Preparing to attack Teachers’ Hours – and Children’s Education

Another day, another attack. In today's papers another attempt is being made to prepare the ground for Gove’s pending attack on teachers’ working hours, alongside the Government’s proposed Deregulation Bill. 

Former No 10 policy adviser, Paul Kirby has posted a proposal on his blog that holidays should be cut and the school day extended until 6pm and offer ‘45 hours of education per week for 45 weeks of the year’.

Kirby’s argumentation wasn’t primarily an educational one -  but largely that it would provide extended child-care. While that could sound attractive to working parents desperately trying to work enough hours to pay their bills, in reality this is a Tory attempt to institutionalise a low-wage, long-hours economy, maximising profits for hard-nosed employers. Of course, it also links with Gove’s plans to include teachers in that approach and to try and force already overworked teachers into taking on even greater workload. 

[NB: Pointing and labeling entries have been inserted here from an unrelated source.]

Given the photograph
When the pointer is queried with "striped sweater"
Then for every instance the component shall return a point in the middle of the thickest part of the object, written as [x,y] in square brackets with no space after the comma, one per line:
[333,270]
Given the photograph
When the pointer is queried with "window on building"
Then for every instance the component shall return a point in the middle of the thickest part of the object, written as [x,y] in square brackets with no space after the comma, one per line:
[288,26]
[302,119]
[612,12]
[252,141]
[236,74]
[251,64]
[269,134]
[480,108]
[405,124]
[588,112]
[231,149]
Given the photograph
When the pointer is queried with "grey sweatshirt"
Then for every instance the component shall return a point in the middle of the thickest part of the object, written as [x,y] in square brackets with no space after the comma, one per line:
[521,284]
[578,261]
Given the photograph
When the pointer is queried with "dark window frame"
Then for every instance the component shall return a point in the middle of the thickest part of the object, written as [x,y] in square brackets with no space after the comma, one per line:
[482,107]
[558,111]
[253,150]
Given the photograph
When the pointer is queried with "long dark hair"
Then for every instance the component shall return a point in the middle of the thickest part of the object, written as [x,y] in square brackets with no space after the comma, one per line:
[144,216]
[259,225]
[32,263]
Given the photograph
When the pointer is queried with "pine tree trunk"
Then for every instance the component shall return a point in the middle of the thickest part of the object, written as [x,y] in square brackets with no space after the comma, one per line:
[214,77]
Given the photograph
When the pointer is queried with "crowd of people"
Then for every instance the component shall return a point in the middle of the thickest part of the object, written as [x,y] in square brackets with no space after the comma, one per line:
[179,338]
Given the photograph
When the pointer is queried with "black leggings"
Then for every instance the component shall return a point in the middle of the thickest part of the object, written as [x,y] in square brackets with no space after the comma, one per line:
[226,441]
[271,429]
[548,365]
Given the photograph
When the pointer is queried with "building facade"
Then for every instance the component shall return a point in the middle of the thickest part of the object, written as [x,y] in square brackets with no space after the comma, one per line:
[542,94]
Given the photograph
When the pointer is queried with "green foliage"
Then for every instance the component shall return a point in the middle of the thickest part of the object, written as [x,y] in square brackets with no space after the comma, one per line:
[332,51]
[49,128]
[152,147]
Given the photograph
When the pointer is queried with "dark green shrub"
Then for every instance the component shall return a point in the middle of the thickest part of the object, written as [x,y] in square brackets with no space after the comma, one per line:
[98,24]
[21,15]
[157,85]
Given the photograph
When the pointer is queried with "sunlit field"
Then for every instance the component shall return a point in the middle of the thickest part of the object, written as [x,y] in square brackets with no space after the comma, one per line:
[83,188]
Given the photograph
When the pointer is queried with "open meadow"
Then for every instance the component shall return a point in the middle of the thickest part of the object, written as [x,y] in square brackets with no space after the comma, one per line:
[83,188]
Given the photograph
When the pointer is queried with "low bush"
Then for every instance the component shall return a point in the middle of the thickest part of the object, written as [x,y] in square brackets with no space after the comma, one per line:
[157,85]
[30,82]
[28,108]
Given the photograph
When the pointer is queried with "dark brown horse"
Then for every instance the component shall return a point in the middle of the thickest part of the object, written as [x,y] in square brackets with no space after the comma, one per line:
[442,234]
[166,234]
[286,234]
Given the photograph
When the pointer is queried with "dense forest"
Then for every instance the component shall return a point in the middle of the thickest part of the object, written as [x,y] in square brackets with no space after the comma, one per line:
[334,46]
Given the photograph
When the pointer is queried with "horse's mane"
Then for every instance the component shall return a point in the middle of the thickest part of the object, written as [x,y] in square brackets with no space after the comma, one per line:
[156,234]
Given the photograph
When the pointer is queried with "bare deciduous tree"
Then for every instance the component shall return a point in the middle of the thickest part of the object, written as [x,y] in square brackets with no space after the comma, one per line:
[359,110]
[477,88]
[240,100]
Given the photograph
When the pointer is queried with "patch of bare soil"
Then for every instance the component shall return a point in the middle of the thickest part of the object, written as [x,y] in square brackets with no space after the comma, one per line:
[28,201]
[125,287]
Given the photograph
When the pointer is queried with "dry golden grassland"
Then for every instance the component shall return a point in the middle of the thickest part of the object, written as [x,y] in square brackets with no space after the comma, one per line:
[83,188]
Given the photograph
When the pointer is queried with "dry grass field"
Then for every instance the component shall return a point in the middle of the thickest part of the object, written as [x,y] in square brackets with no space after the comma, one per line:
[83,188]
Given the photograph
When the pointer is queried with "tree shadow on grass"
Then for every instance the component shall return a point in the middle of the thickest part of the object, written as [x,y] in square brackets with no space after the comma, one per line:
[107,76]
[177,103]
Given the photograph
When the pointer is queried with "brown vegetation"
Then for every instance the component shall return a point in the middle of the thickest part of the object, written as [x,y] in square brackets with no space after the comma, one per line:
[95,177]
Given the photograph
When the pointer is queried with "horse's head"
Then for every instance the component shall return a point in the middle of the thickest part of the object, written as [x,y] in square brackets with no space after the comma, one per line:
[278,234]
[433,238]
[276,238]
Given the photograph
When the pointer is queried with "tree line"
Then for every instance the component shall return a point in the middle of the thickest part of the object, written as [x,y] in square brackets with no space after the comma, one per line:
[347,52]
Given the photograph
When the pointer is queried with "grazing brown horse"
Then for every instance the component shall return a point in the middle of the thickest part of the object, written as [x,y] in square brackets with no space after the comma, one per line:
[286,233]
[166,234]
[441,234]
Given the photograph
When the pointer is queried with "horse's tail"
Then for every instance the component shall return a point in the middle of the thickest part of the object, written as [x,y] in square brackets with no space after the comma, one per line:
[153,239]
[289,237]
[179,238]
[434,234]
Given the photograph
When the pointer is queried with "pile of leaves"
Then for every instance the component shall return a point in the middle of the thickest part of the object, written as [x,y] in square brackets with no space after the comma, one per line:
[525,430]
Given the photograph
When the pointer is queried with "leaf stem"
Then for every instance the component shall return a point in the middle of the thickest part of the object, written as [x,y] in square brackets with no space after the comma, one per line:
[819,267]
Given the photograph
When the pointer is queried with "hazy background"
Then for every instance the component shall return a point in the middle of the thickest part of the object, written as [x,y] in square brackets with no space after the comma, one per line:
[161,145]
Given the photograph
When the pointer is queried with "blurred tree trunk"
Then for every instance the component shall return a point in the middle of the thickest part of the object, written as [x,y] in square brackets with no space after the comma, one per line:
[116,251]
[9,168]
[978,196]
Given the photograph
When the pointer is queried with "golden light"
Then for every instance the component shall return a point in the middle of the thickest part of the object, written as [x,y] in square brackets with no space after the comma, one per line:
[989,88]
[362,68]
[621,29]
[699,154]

Educationally, these proposals make no sense. The idea that children will learn more, simply because they are in class for longer, is nonsense. School students, even more than adults, get tired and need breaks. Concentration will not be maintained. Extending hours will not improve education.

Figures published by the OECD show that pupils in England spend around 7,258 hours in the classroom between the ages of 7 and 14 –already above the OECD average. In Finland, consistently regarded as one of the highest achieving education systems, the equivalent figure is just 5,637 hours.

Socially, children need leisure time and parents should have limits to their working hours so that they can enjoy time with their children. Youth and play services can be a valuable additional resource - but these are precisely the kinds of services that are being slashed by Local Authorities.

The idea that cutting holidays is vital to boost educational achievement is also nonsense. Many countries that are ranked more highly than the UK in international education comparison studies like PISA already have longer summer holidays than Britain. For example, Finland and Hong Kong have a 10 week summer break, Iceland 11 weeks, Sweden 10 weeks, France 8 weeks.

If these kind of attacks were to be forced through, many teachers would see them as the last straw – and leave. Staff turnover would increase even further, further damaging education.

The NUT has a responsibility to make sure these threatened attacks are defeated. We need a calendar of national strike action to defend teachers – and to defend children’s education.

1 comment:

Anonymous said...

So true. If you talk to teachers privately. You will find, most if my experiences are typical teachers would change like a shot if it wasn't for holidays. Without recovery time between half terms teachers would all be leaving or literally dieing at their boards. Exhaustion causes 50% of new teachers leaving before 5 years.
Teachers pension used to be scoffed at by most company pensions. 10 years service gives you about 1/8th of average career salary call it about £50 A week.